With a plethora of options at our disposal, things get even more complicated thanks to misleading ads and fleeting trends. Sweetened breakfast cereals, sandwiches loaded with mayonnaise or juices with too much sugar are extremely bad for your waistline.

Take your morning fill
The dieticians insist that skipping breakfast, even if you’re trying to cut down on your overall calorie intake, is never a good idea. Geeta Shenoy, a dietician and nutritionist who practises in Chembur, Mumbai said, “Breakfast is the most important meal, as it kick starts the day by boosting energy levels at the beginning of the day.” Skipping breakfast means dealing with a host of evils such as sluggishness, irritability, eventual weight gain (since your body slips into starvation mode), difficulty focusing on tasks, and more.  Also, hunger pangs will hit you hard hours later and you’ll be tempted to grab unhealthy snacks to curb your appetite.

Don’t go overboard
However, treating yourself to a good breakfast is often misconstrued or taken for granted by too many people.  Another dietician, Neha Chandna who works in Khar explained that people go overboard when they’re advised to have a good breakfast, treating it like a free pass to have whatever they want. “They end up eating oily, fried and heavy food which instead of giving them energy takes away a lot of energy,” she said.

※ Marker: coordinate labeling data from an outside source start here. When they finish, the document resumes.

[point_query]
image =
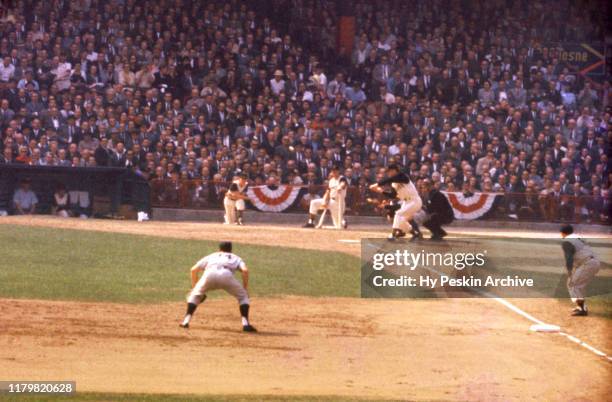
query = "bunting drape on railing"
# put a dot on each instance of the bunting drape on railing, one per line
(276, 199)
(470, 207)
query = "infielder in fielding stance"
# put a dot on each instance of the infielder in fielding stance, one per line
(582, 266)
(334, 199)
(409, 199)
(234, 200)
(218, 273)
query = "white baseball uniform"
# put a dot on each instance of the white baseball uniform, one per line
(231, 205)
(584, 267)
(219, 271)
(410, 204)
(337, 201)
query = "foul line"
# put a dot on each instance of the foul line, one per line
(531, 318)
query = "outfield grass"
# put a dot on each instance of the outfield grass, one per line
(60, 264)
(115, 397)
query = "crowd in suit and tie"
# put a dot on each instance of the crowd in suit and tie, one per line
(485, 108)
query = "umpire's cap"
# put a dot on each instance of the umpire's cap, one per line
(225, 246)
(567, 229)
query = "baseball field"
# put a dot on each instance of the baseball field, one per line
(99, 302)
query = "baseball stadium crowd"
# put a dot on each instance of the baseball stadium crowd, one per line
(470, 95)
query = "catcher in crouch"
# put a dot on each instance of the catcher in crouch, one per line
(334, 199)
(409, 200)
(234, 200)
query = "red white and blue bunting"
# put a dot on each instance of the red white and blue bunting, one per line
(472, 207)
(267, 199)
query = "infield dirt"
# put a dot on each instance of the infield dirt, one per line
(448, 349)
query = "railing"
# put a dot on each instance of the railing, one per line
(536, 206)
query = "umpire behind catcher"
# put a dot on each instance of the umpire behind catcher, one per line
(436, 212)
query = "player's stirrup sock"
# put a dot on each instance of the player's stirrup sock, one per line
(244, 312)
(190, 310)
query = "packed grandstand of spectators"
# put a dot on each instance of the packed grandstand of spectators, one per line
(470, 94)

Khushboo Sahijwani, who also specialises in nutrition, opined that many Indians aren’t even used to the idea of sitting down for breakfast and treating it like a proper meal.  They either skip it completely or grab something on the go (probably oily and fattening) like a vada pav or missal pav.

The supermarket offenders
Most of the nutritionists pointed out the worst of the lot like white bread-based options and sugary trendy picks such as cereals that aren’t healthy at all.  There’s also office canteen food with generous amounts of oil such as samosas and vadas. Fried food options wreak havoc on our systems when consumed early in the day with such an alarming regularity.

Catching them young
Millennials, while better exposed to nutrition, diet trends and even fitness apps don’t fare much better themselves.  “Sometimes, when they cannot procure healthy options, they go for whatever is available at work or college,” Chandna said. Shenoy offered that young adolescent girls are especially vulnerable and resort to distorted views when it comes to breakfast, picking options like simply fruit or milk or popular sugary cereals, causing a spike in insulin levels following which they feel ravenous later in the day and indulge in unhealthy choices like pizzas. The nutritionists offer wholesome options that can help you navigate across an endless labyrinth of choices. Your best bet is to stick to the healthiest and traditional breakfast options that are available in your kitchen such as rolled oats with milk, upma (with sprouts), scrambled eggs with vegetables,  poha, simple idlis (no butter!) and plain homemade dosas.